When the GCB inagent receives a CONNECT request from a client that cannot receive a connection, it responses ACTIVE with the official address of the server socket, i.e. the address that the proxy socket is listening on. The connection from the client to the proxy socket is treated as the same way as the connection from a legacy client. See TCP legacy-to-private connection
UDP connection
Though there is no connection setup in UDP communications, we still can define a similar concept. A UDP session is defined as a series of UDP exchanges each of which occurrs before a predefined timeout from the previous one. A UDP session whose first packet is sent by a node inside a private or firewalled network is defined as an outbound session. Inbound session is defined in a similar way.
Generally outbound UDP sessions are allowed. To enable outbound UDP sessions, the firewall/NAT creates an association between sender's and receiver's addresses when it sees the first outbound packet from the sender the receiver. Of course the association gets deleted if it has not seen a packet between the peers for a while.
To support inbound UDP sessions, GCB has to do a similar thing. It maintains a timeout-based mapping table. Each entry in the table maps the official address 'addr-1' of a peer to an address 'addr-2' meaning that packet toward 'addr-1' must be sent to 'addr-2' When a GCBnized application calls connect or sendto, GCB layer searches the mapping table for the receiver's address. If an entry is found, then the layer sends the packet to the mapped address. Otherwise, it contacts the GCB inagent of the receiver and opens a channel in a similar way as TCP cases.

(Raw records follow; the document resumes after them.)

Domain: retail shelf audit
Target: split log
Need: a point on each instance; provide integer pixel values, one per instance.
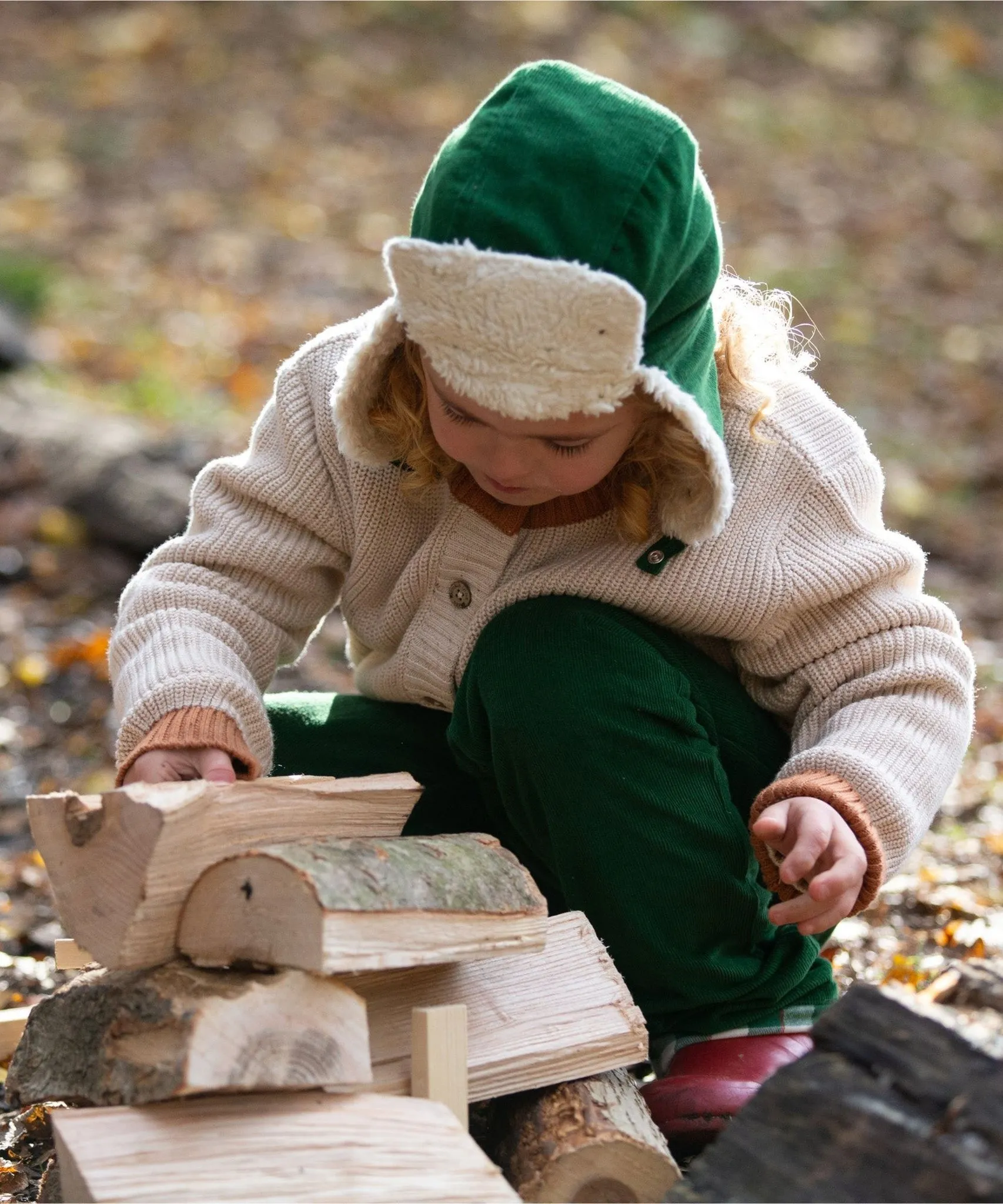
(890, 1106)
(346, 1150)
(134, 1037)
(341, 906)
(122, 864)
(593, 1139)
(69, 955)
(531, 1021)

Here, I will show how a UDP channel is setup from the public network to a private or firewalled network. Channels in other settings are established in similar ways. The following picture shows the timeline. Leftmost column corresponds GCB socket calls that the application in the public network issues. Rightmost column corresponds the application behind a firewall/NAT.

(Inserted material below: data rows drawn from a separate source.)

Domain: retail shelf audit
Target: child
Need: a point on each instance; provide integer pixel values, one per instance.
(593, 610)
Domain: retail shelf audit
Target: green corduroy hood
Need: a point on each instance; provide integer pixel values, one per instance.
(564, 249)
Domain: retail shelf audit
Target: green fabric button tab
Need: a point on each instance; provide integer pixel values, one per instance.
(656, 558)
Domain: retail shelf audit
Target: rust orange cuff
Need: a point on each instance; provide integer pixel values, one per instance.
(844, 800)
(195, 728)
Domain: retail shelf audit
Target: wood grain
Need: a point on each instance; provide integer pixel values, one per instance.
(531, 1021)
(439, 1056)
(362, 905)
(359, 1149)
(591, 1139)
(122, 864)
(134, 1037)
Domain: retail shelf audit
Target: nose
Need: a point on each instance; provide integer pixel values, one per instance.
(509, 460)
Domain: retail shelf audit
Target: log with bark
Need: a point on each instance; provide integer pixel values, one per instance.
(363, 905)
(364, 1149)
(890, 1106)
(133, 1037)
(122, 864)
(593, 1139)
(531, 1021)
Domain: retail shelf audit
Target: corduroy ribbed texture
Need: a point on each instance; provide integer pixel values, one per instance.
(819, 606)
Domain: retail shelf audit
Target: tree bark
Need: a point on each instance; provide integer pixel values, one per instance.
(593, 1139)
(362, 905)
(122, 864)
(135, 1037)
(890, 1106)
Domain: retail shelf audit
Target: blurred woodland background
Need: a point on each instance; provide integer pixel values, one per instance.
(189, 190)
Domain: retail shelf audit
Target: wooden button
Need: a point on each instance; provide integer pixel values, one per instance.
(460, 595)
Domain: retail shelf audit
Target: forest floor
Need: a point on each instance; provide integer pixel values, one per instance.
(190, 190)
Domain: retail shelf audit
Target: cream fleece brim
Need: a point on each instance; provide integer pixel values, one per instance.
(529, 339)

When the sender application calls sendto, GCB layer searches the mapping table for the address of the receiver--'addr-3' in this example. If an entry for the address is found, then it sends the data to the mapped address and returns immediately. Otherwise, it resorts to the following procedure.
After looking up the routing table as in TCP cases, the GCB layer sends the GCB inagent of the receiver INIT_COMM command with the same argument as CONNECT request in TCP cases. Then the inagent replies PASSIVE, meaning that at least one packet must be sent from the receiver socket to the sender socket. The inagent also sends TRIGGER to the GCB layer of the sender. TRIGGER command has the same argument as CONTACT in TCP cases.

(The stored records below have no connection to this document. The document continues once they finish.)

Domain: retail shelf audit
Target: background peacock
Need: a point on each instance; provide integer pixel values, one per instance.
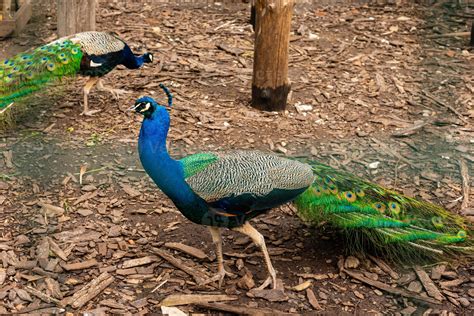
(228, 189)
(91, 54)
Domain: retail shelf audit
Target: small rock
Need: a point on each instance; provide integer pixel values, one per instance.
(359, 295)
(85, 212)
(373, 165)
(437, 271)
(464, 301)
(415, 286)
(378, 292)
(471, 292)
(88, 188)
(115, 231)
(351, 262)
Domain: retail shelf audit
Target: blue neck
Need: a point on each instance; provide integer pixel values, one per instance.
(167, 173)
(130, 60)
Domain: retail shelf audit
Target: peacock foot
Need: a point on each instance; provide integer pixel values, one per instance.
(271, 280)
(90, 113)
(220, 275)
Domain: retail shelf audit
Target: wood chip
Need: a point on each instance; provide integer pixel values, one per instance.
(197, 253)
(139, 262)
(198, 276)
(302, 286)
(79, 265)
(428, 284)
(51, 210)
(130, 191)
(389, 289)
(465, 184)
(90, 290)
(185, 299)
(312, 299)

Next, the GCB layer of the receiver sends DUMMY packet. The DUMMY message is sent from the receiver socket to the sender socket. Because at least a packet is sent from the receiver to the sender socket, the sender can now send data to the receiver. Upon receiving a DUMMY, the GCB layer of the sender replies DUMMY_ACK to notify that it has received DUMMY successfully. It sends the data to the receiver socket, too.
The GCB layer must be able to handle delayed DUMMY messages. Note that DUMMY messages are delivered to the socket for data transfer. Therefore, the GCB layer must examine UDP packets and queue data packets so that it may pass them to the application when it calls recvfrom.